Running Scipy Linregress Across Dataframe Where Each Element is a List

I am working with a Pandas dataframe where each element contains a list of values. I would like to run a regression between the lists in the first column and the lists in each subsequent column for every row in the dataframe, and store the t-stats of each regression (currently using a numpy array to store them). I am able to do this using a nested for loop that loops through each row and column, but the performance is not optimal for the amount of data I am working with.

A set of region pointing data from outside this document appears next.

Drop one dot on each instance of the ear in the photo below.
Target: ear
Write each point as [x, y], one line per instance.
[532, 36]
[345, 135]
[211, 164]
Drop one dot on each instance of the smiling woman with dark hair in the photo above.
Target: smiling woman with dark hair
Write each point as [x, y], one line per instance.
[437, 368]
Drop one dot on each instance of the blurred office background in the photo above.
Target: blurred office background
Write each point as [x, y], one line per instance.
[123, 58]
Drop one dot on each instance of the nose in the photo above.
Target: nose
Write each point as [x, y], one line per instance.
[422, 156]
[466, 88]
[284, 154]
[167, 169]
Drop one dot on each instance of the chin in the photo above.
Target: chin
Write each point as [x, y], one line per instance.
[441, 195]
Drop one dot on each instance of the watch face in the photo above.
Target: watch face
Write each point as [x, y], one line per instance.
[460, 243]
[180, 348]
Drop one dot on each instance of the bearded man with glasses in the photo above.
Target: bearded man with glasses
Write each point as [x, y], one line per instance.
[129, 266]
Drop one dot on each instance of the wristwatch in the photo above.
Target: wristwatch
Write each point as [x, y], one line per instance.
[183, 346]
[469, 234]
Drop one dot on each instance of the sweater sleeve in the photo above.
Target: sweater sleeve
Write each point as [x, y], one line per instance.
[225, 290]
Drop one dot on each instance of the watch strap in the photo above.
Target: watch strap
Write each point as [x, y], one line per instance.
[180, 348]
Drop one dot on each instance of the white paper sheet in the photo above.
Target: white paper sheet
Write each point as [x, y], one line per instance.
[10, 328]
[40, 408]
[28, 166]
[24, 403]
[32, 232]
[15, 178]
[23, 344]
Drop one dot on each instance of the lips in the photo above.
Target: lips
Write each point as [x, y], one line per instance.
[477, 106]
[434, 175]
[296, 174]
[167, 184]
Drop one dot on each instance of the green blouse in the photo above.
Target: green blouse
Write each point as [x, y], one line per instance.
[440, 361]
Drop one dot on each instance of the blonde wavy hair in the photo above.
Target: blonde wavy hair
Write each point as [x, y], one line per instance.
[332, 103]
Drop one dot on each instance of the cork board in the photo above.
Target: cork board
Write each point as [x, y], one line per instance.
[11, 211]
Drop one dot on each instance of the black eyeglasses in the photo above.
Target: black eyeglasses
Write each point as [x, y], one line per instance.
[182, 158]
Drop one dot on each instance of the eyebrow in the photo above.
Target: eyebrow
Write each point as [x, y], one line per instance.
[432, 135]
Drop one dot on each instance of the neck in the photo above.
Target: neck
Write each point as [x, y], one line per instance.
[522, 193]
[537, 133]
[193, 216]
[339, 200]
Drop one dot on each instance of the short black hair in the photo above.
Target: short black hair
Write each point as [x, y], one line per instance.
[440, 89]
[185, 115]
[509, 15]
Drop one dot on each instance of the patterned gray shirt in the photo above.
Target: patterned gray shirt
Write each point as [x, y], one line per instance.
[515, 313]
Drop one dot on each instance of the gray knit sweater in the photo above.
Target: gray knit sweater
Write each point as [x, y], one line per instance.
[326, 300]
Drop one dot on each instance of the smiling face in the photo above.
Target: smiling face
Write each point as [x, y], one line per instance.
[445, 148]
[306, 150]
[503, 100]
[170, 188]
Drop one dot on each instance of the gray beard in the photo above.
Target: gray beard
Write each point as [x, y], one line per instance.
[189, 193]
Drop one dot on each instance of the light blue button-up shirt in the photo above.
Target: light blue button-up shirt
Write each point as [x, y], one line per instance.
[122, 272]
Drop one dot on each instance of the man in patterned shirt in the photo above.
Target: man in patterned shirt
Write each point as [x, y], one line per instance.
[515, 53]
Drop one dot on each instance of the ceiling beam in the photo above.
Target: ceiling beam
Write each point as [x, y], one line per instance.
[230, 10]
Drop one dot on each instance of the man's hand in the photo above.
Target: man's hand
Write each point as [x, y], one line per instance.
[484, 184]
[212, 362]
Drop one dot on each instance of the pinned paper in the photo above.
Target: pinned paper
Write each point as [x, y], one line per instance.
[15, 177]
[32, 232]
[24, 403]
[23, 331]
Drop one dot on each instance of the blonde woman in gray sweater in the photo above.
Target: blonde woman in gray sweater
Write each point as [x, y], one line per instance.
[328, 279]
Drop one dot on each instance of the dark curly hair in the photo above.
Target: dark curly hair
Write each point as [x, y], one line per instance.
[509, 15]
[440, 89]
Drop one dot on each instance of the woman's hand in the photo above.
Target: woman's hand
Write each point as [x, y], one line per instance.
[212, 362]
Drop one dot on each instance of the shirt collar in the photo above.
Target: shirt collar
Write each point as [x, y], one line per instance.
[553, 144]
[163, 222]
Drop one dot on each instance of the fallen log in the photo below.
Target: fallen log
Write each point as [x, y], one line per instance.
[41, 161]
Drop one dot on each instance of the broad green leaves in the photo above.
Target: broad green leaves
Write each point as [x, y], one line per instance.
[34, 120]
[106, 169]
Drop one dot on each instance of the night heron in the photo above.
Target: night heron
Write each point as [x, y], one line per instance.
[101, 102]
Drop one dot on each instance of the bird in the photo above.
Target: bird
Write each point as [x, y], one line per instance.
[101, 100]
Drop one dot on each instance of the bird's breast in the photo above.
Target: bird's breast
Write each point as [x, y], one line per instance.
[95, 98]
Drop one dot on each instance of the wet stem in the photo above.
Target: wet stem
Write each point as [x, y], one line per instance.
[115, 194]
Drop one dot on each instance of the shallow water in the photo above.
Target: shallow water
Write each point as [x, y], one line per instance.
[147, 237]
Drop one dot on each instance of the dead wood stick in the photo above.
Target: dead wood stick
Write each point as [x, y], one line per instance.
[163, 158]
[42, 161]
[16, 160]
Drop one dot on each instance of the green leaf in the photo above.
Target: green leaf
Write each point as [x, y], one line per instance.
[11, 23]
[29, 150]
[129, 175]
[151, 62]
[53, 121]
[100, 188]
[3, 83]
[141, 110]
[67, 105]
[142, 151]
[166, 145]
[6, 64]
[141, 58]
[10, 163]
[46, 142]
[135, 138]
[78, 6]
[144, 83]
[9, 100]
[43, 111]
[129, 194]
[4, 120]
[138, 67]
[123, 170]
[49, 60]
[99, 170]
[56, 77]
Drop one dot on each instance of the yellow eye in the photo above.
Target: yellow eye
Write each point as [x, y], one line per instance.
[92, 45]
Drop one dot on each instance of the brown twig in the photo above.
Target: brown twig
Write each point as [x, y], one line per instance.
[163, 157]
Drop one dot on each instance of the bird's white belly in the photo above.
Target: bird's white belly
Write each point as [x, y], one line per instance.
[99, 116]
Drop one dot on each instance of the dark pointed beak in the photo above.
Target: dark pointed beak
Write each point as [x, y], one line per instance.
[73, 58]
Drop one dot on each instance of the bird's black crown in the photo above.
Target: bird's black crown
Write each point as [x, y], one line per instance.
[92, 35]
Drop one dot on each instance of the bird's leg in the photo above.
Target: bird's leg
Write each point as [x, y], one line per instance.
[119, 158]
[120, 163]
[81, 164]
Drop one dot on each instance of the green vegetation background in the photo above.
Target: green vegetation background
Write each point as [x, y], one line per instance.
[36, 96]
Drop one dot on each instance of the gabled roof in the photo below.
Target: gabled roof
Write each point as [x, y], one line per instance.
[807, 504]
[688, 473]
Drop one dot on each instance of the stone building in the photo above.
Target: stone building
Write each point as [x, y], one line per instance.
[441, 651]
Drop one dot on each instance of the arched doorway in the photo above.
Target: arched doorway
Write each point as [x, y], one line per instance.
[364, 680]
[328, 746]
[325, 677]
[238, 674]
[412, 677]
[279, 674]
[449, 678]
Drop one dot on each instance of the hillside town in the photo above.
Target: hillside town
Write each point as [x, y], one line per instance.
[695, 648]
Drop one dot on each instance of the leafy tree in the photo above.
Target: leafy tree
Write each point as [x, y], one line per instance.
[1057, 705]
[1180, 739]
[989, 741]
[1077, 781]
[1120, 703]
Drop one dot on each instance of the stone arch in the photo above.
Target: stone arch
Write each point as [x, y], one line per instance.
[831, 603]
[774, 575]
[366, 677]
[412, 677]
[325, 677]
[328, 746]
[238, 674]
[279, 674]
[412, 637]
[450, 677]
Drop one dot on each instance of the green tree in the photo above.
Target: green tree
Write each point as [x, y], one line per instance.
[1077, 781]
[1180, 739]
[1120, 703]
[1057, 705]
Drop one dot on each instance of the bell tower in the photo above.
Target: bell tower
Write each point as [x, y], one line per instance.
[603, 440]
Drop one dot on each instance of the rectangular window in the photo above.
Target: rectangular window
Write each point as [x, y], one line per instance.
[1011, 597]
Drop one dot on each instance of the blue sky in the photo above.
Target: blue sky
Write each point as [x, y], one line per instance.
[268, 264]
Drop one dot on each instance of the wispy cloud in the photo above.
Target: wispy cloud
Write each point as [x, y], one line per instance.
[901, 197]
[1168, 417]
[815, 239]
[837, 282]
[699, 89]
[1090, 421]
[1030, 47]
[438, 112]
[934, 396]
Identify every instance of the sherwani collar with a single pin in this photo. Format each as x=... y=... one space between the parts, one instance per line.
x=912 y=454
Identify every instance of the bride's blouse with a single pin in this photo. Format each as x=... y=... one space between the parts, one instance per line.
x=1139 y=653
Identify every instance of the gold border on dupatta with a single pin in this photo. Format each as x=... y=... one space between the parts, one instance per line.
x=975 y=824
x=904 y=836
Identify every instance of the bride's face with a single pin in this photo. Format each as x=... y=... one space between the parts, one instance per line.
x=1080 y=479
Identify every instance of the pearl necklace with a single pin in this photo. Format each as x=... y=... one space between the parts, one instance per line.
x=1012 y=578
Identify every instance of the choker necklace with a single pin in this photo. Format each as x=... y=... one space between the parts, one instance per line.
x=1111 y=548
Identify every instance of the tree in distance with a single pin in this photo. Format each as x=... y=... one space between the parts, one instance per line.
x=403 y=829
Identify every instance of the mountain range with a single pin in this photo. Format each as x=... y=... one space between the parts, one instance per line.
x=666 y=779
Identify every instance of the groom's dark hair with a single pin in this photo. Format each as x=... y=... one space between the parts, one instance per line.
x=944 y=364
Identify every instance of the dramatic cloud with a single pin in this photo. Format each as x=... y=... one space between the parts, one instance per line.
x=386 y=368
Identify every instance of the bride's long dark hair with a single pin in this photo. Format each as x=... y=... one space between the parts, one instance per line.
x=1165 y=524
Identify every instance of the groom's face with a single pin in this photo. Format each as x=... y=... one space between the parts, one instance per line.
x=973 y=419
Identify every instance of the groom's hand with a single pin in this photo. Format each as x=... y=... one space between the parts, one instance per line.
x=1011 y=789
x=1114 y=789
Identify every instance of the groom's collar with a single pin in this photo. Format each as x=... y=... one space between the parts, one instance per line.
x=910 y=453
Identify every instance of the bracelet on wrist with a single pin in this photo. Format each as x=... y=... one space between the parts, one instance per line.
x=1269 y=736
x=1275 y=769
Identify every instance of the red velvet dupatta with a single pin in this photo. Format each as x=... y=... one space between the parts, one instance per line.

Here is a quick sample of what I have so far:
import numpy as np
import pandas as pd
from scipy.stats import linregress
df = pd.DataFrame(
{'a': [list(np.random.rand(11)) for i in range(100)],
'b': [list(np.random.rand(11)) for i in range(100)],
'c': [list(np.random.rand(11)) for i in range(100)],
'd': [list(np.random.rand(11)) for i in range(100)],
'e': [list(np.random.rand(11)) for i in range(100)],
'f': [list(np.random.rand(11)) for i in range(100)]
}
)
Here is what the data looks like:
a b c d e f
0 [0.279347961395256, 0.07198822780319691, 0.209... [0.4733815106836531, 0.5807425586417414, 0.068... [0.9377037591435088, 0.9698329284595916, 0.241... [0.03984770879654953, 0.650429630364027, 0.875... [0.04654151678901641, 0.1959629573862498, 0.36... [0.01328000288459652, 0.10429773699794731, 0.0...
1 [0.1739544898167934, 0.5279297754363472, 0.635... [0.6464841177367048, 0.004013634850660308, 0.2... [0.0403944630279538, 0.9163938509072009, 0.350... [0.8818108296208096, 0.2910758930807579, 0.739... [0.5263032002243185, 0.3746299115677546, 0.122... [0.5511171062367501, 0.327702669239891, 0.9147...
2 [0.49678125158054476, 0.807770957943305, 0.396... [0.6218806473477556, 0.01720135741717188, 0.15... [0.6110516368605904, 0.20848099927159314, 0.51... [0.7473669581190695, 0.5107081859246958, 0.442... [0.8231961741887535, 0.9686869510163731, 0.473... [0.34358121300094313, 0.9787339533782848, 0.72...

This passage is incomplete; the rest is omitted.